Veteran Observer subeditor and contributor Peter Avis was a dedicated leftwing campaigner and lifelong francophile
Peter Avis, veteran leftwing journalist, broadcaster and long-serving Observer subeditor, died suddenly last week at his home in Brighton. He was 83.
Avis worked his first subediting shift at the Observer in the 1960s and worked for the paper periodically over the next four decades, finally departing in 2003 after 14 years' continuous service. In the 1970s he was a reporter for the Morning Star, ultimately becoming its diplomatic correspondent, and in the 80s edited the journal of the ACTT, the film technicians' union. A lifelong francophile, he spent his last 30 years shuttling between England and France, annually publishing A Taste of Dieppe, a popular guide to the French resort for British tourists, and becoming an honorary citizen and resident of the town. He also worked until the end of his life as London correspondent of l'Humanité, the French leftwing daily. Avis filed news stories and features for the Observer and Guardian until 2012. He was an enthusiastic supporter of the annual Brighton Festival and cultivated his connections in the British labour movement by hosting parties for leading lights of the Labour party whenever its conference was in the town.
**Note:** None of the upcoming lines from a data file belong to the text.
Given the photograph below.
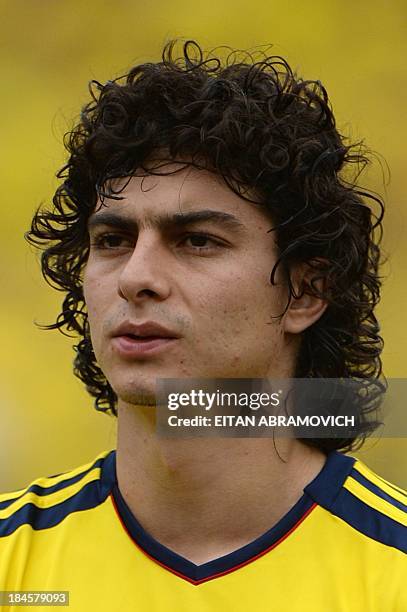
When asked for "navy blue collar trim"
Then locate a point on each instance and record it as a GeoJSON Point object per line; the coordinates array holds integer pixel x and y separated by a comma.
{"type": "Point", "coordinates": [322, 490]}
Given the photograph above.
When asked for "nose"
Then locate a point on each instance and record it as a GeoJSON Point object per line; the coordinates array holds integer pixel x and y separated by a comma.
{"type": "Point", "coordinates": [145, 275]}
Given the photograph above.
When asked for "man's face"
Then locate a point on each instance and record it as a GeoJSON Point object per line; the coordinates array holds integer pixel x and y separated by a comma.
{"type": "Point", "coordinates": [204, 278]}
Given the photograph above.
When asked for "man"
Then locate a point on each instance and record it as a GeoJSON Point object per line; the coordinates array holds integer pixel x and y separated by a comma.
{"type": "Point", "coordinates": [203, 228]}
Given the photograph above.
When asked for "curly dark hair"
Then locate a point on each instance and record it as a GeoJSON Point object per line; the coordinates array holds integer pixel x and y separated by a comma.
{"type": "Point", "coordinates": [251, 120]}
He was a long-standing member of the Communist party, yet in 1989 during Czechoslovakia's "velvet revolution" he marched with the dissidents and was harassed by the police. More recently, he supported the Green party in Brighton.
The Observer's deputy editor, Paul Webster, said yesterday: "Peter was a man of passionately held convictions, who threw himself into everything he cared about – journalism, radical politics, his beloved Dieppe, his many friends and his family. His one-man crusade to burnish links across the Channel, fuelled by endless bonhomie, was characteristic of a much-loved man."